Riepilogando, dunque, le pubbliche amministrazioni soggette alle norme sullo split payment sono:

  Pubbliche Amministrazioni individuate dall’ISTAT nell’elenco pubblicato nella G.U. entro il 30.09 di ogni anno
  Autorità indipendenti
  Le amministrazioni pubbliche di cui all’art. 1 comma 2 L. 165/2001, ossia:

¨   le amministrazioni dello Stato, ivi compresi gli istituti e scuole di ogni ordine e grado e le istituzioni educative,

¨   le aziende ed amministrazioni dello Stato ad ordinamento autonomo,

¨   le Regioni, le Province, i Comuni, le Comunità montane, e loro consorzi e associazioni,

¨   le istituzioni universitarie,

¨   gli Istituti autonomi case popolari,

¨   le Camere di commercio, industria, artigianato e agricoltura e loro associazioni,

¨   tutti gli enti del Servizio sanitario nazionale,

¨   l’Agenzia per la rappresentanza negoziale delle pubbliche amministrazioni (ARAN)

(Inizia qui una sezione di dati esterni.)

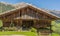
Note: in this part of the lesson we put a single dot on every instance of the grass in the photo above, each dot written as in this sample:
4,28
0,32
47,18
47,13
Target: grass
18,33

¨    e le Agenzie di cui al d.lgs. 3 luglio 1999, n. 300 (Agenzia delle Entrate, delle Dogane …),

¨   fino alla revisione organica della disciplina di settore anche il CONI

  Le amministrazioni autonome
SOCIETA’ CONTROLLATE E SPLIT PAYMENT Con il D.l. 50/2017 il meccanismo dello split payment è stato esteso anche:

¨   alle società controllate direttamente dalla Presidenza del Consiglio dei Ministri e dai Ministeri (n. 1 e 2 comma 1 dell’art. 2359 del codice civile);

¨   alle società controllate direttamente dalle Regioni, Province, Città metropolitane, Comuni e Unioni di comuni (n. 1 comma 1 dell’art. 2359 del codice civile);

¨   alle società controllate direttamente o indirettamente dalle predette società (n. 1 comma 1 dell’art. 2359 del codice civile).

Si ricorda che l’art. 2359 del codice civile considera società controllata la società:

ü  in  cui  un’altra  società dispone della maggioranza dei  voti esercitabili nell’assemblea ordinaria (n.1);

ü  in  cui  un’altra società dispone di voti sufficienti per esercitare un’influenza dominante nell’assemblea ordinaria (n.2);

¨   alle società quotate inserite nell’indice FTSE MIB della Borsa Italiana (comma 1-bis art. 17-ter DPR 633/72). Con un successivo decreto del MEF potrà essere individuato un indice alternativo di riferimento per il mercato azionario.

Il decreto MEF del 27.6.2017 (modificativo del precedente decreto MEF del 23.01.2015) aveva stabilito che ai fini dell’individuazione delle società:

¨   in sede di prima applicazione, per le operazioni per le quali è stata emessa fattura dal 1° luglio 2017 fino al 31.12.2017, le nuove disposizioni si applicavano alle società controllate/incluse nell’indice FTSE MIB, che risultano tali al 24.04.2017;

¨   per le operazioni emesse a partire dal 1° gennaio 2018, le nuove disposizioni si applicavano alle società controllate/incluse nell’indice FTSE MIB, che risultano tali alla data del 30.09 dell’anno precedente.

Il recente decreto Mef del 13.07.2017 non ha apportato modifiche all’ambito di applicazione di questi soggetti tuttavia si segnala che il Mef ha revisionato gli elenchi delle società controllate destinatarie dello split payment, e li ha resi disponibili sul suo sito internet, come di seguito riepilogati:

Società controllate di diritto dalla presidenza del consiglio dei ministri e dai ministeri e delle società controllate da quest’ultime Elenco 2
Società controllate di fatto dalla presidenza del consiglio dei ministri e dai ministeri e delle società controllate da quest’ultime Elenco 3
Società controllate di diritto dalle regioni, province, città metropolitane, comuni, unioni di comuni, e dalle controllate di quest’ultime Elenco 4
Elenco delle società quotate inserite nell’indice FTSE MIB della borsa italiana Elenco 5
DECORRENZA E CLAUSOLA DI SALVAGUARDIA Il DM del 13.07.2017 stabilisce che tali nuove regole si applichino a partire dalle fatture per le quali l’esigibilità si verifica a partire dal giorno successivo alla pubblicazione in Gazzetta Ufficiale del decreto stesso (quindi dal 25.07.2017).

Tuttavia, sono fatti salvi i comportamenti dei soggetti che hanno assoggettato alla disciplina dello split payment le fatture per le quali l’esigibilità si è verificata dal 1° luglio 2017 fino al 24.07.2017 (data di pubblicazione del decreto).